Re: lsm sb_delete hook, was Re: [PATCH 4/7] vfs: Convert sb->s_inodes iteration to super_iter_inodes()

Dave Chinner <david@xxxxxxxxxxxxx> · Wed, 9 Oct 2024 10:44:12 +1100

On Tue, Oct 08, 2024 at 01:23:44PM +0200, Jan Kara wrote:
> On Tue 08-10-24 10:57:22, Amir Goldstein wrote:
> > On Tue, Oct 8, 2024 at 1:33 AM Dave Chinner <david@xxxxxxxxxxxxx> wrote:
> > >
> > > On Mon, Oct 07, 2024 at 01:37:19PM -0700, Linus Torvalds wrote:
> > > > On Thu, 3 Oct 2024 at 04:57, Jan Kara <jack@xxxxxxx> wrote:
> > > > >
> > > > > Fair enough. If we go with the iterator variant I've suggested to Dave in
> > > > > [1], we could combine the evict_inodes(), fsnotify_unmount_inodes() and
> > > > > Landlocks hook_sb_delete() into a single iteration relatively easily. But
> > > > > I'd wait with that convertion until this series lands.
> > > >
> > > > Honza, I looked at this a bit more, particularly with an eye of "what
> > > > happens if we just end up making the inode lifetimes subject to the
> > > > dentry lifetimes" as suggested by Dave elsewhere.
> > >
> > > ....
> > >
> > > > which makes the fsnotify_inode_delete() happen when the inode is
> > > > removed from the dentry.
> > >
> > > There may be other inode references being held that make
> > > the inode live longer than the dentry cache. When should the
> > > fsnotify marks be removed from the inode in that case? Do they need
> > > to remain until, e.g, writeback completes?
> > >
> > 
> > fsnotify inode marks remain until explicitly removed or until sb
> > is unmounted (*), so other inode references are irrelevant to
> > inode mark removal.
> > 
> > (*) fanotify has "evictable" inode marks, which do not hold inode
> > reference and go away on inode evict, but those mark evictions
> > do not generate any event (i.e. there is no FAN_UNMOUNT).
> 
> Yes. Amir beat me with the response so let me just add that FS_UMOUNT event
> is for inotify which guarantees that either you get an event about somebody
> unlinking the inode (e.g. IN_DELETE_SELF) or event about filesystem being
> unmounted (IN_UMOUNT) if you place mark on some inode. I also don't see how
> we would maintain this behavior with what Linus proposes.

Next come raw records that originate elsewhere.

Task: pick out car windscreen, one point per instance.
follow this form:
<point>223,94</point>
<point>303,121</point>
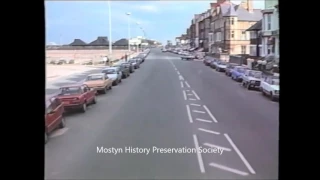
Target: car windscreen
<point>70,91</point>
<point>109,71</point>
<point>94,78</point>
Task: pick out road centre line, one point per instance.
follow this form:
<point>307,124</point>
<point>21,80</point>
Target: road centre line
<point>195,94</point>
<point>187,84</point>
<point>189,114</point>
<point>199,156</point>
<point>196,111</point>
<point>208,131</point>
<point>203,120</point>
<point>210,114</point>
<point>184,95</point>
<point>228,169</point>
<point>240,154</point>
<point>182,86</point>
<point>216,146</point>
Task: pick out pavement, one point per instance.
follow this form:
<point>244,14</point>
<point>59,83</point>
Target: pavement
<point>169,103</point>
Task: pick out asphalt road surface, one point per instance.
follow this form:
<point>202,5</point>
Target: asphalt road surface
<point>170,103</point>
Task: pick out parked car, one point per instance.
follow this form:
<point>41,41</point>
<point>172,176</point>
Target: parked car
<point>237,73</point>
<point>54,116</point>
<point>229,68</point>
<point>221,66</point>
<point>125,71</point>
<point>270,87</point>
<point>99,81</point>
<point>129,66</point>
<point>251,79</point>
<point>77,97</point>
<point>135,63</point>
<point>114,74</point>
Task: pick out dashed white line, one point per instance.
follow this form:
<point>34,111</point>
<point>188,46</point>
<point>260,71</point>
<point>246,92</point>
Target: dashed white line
<point>216,146</point>
<point>195,94</point>
<point>200,160</point>
<point>210,114</point>
<point>240,154</point>
<point>196,111</point>
<point>187,84</point>
<point>228,169</point>
<point>189,114</point>
<point>184,95</point>
<point>203,120</point>
<point>208,131</point>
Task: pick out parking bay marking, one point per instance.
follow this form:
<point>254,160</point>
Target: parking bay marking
<point>208,131</point>
<point>240,154</point>
<point>199,156</point>
<point>228,169</point>
<point>210,114</point>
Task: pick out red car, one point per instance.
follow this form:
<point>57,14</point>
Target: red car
<point>53,116</point>
<point>77,97</point>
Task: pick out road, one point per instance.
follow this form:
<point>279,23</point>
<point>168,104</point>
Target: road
<point>170,103</point>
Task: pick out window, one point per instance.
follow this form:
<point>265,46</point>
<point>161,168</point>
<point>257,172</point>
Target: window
<point>243,50</point>
<point>268,21</point>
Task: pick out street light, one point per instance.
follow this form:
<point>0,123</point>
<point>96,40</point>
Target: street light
<point>129,33</point>
<point>110,32</point>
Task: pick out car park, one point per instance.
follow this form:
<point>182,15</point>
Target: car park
<point>54,116</point>
<point>229,68</point>
<point>114,74</point>
<point>251,79</point>
<point>99,81</point>
<point>237,73</point>
<point>270,87</point>
<point>221,66</point>
<point>77,97</point>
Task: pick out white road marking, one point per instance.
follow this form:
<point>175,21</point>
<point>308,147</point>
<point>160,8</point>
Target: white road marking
<point>216,146</point>
<point>228,169</point>
<point>184,95</point>
<point>182,86</point>
<point>187,84</point>
<point>208,131</point>
<point>189,114</point>
<point>203,120</point>
<point>196,111</point>
<point>59,132</point>
<point>240,154</point>
<point>200,160</point>
<point>210,114</point>
<point>195,94</point>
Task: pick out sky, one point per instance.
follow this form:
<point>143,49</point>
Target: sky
<point>86,20</point>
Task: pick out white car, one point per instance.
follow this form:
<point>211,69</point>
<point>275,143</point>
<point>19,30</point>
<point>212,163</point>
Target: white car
<point>251,79</point>
<point>113,73</point>
<point>221,66</point>
<point>270,87</point>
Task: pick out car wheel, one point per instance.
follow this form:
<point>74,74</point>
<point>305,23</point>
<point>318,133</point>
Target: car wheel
<point>84,107</point>
<point>94,101</point>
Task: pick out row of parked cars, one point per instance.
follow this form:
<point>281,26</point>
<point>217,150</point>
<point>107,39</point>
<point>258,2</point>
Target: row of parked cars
<point>77,97</point>
<point>249,79</point>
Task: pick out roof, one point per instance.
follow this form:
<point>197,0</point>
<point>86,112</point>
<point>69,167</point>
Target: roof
<point>233,10</point>
<point>256,27</point>
<point>77,42</point>
<point>121,42</point>
<point>100,41</point>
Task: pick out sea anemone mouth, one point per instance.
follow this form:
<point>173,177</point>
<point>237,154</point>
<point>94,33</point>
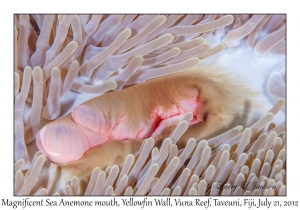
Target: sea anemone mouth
<point>163,146</point>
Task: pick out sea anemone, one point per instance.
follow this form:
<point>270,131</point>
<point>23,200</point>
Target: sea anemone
<point>149,105</point>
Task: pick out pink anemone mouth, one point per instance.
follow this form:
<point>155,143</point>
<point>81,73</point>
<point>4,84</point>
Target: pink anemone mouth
<point>68,138</point>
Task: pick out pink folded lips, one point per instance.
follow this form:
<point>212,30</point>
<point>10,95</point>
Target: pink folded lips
<point>68,138</point>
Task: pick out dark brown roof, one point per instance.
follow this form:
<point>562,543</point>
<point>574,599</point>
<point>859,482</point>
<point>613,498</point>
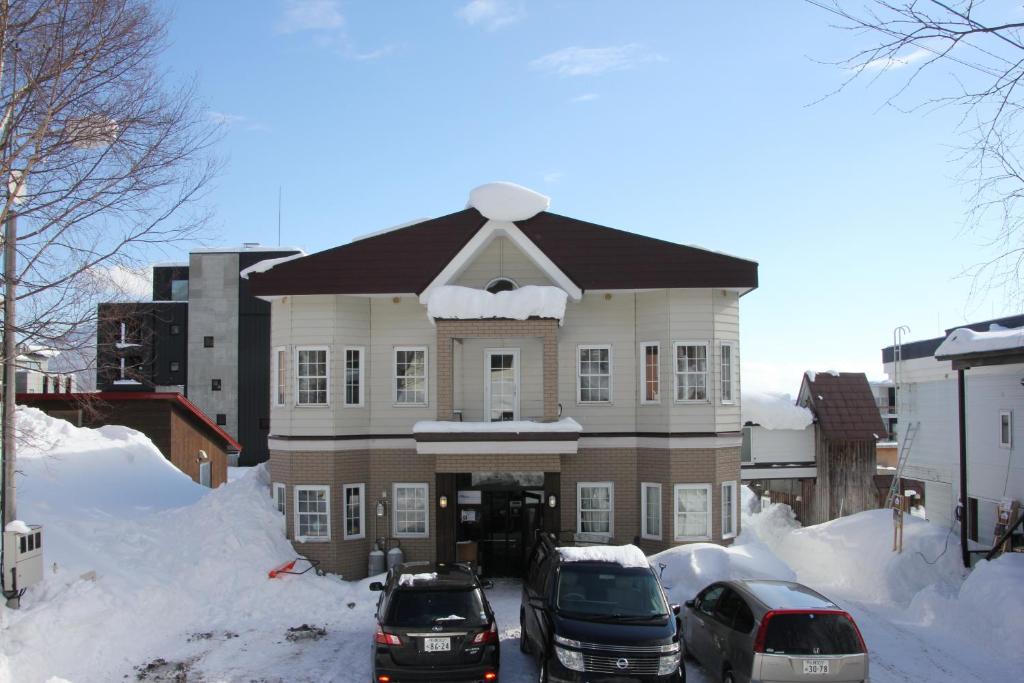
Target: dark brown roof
<point>593,256</point>
<point>844,406</point>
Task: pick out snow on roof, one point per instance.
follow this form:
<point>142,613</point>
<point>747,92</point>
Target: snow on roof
<point>774,411</point>
<point>627,556</point>
<point>466,303</point>
<point>965,340</point>
<point>266,264</point>
<point>443,427</point>
<point>507,202</point>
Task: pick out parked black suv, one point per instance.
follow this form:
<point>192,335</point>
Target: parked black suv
<point>434,624</point>
<point>598,613</point>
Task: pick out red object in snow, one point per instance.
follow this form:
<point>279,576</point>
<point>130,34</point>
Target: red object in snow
<point>283,568</point>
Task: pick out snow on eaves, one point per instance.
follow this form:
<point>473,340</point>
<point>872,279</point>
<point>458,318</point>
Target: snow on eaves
<point>517,426</point>
<point>266,264</point>
<point>774,411</point>
<point>965,340</point>
<point>627,556</point>
<point>466,303</point>
<point>507,202</point>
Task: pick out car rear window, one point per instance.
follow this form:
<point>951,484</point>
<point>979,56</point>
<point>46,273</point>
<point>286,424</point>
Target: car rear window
<point>810,633</point>
<point>452,607</point>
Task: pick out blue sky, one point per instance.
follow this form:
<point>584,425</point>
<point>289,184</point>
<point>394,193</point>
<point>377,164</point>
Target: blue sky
<point>691,122</point>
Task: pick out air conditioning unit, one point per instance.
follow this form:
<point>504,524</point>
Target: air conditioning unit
<point>23,558</point>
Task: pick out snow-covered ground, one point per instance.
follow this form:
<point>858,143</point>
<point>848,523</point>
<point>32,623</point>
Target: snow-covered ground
<point>150,575</point>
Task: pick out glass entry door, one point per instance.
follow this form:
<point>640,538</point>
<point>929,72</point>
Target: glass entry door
<point>501,390</point>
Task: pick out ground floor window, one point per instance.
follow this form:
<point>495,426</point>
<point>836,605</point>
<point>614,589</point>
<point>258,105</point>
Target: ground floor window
<point>650,507</point>
<point>692,506</point>
<point>728,509</point>
<point>312,513</point>
<point>594,507</point>
<point>354,510</point>
<point>411,517</point>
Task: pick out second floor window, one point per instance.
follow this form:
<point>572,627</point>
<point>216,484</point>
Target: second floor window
<point>411,376</point>
<point>310,375</point>
<point>691,372</point>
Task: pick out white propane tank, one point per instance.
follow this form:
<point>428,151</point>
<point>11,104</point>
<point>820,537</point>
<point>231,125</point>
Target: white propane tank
<point>376,561</point>
<point>395,556</point>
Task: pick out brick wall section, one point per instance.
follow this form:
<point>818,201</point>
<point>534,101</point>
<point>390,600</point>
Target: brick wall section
<point>493,329</point>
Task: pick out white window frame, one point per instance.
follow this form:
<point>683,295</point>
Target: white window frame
<point>611,374</point>
<point>361,487</point>
<point>675,511</point>
<point>731,534</point>
<point>675,372</point>
<point>1009,415</point>
<point>327,367</point>
<point>644,531</point>
<point>643,374</point>
<point>394,377</point>
<point>278,492</point>
<point>279,390</point>
<point>394,510</point>
<point>361,379</point>
<point>295,520</point>
<point>732,373</point>
<point>610,485</point>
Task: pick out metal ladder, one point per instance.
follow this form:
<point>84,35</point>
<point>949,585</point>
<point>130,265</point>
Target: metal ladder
<point>904,453</point>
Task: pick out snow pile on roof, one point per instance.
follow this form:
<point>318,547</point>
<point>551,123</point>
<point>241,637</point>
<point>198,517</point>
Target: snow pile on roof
<point>137,578</point>
<point>516,426</point>
<point>411,579</point>
<point>965,340</point>
<point>627,556</point>
<point>507,201</point>
<point>466,303</point>
<point>267,263</point>
<point>774,411</point>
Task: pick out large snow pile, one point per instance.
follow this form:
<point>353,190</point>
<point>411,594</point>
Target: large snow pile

Thanks. I didn't respond last night when I read Amir's decription
because I wanted to think it over. Knowing where the unmount event
requirement certainly helps.

I am probably missing something important, but it really seems to me
that the object reference counting model is the back to
front.  Currently the mark is being attached to the inode and then
the inode pinned by a reference count to make the mark attached
to the inode persistent until unmount. This then requires the inodes
to be swept by unmount because fsnotify has effectively leaked them
as it isn't tracking such inodes itself.

[ Keep in mind that I'm not saying this was a bad or wrong thing to
do because the s_inodes list was there to be able to do this sort of
lazy cleanup. But now that we want to remove the s_inodes list if at
all possible, it is a problem we need to solve differently. ]

AFAICT, inotify does not appear to require the inode to send events
- it only requires access to the inode mark itself. Hence it does
not the inode in cache to generate IN_UNMOUNT events, it just
needs the mark itself to be findable at unmount.  Do any of the
other backends that require unmount notifications that require
special access to the inode itself?

If not, and the fsnotify sb info is tracking these persistent marks,
then we don't need to iterate inodes at unmount. This means we don't
need to pin inodes when they have marks attached, and so the
dependency on the s_inodes list goes away.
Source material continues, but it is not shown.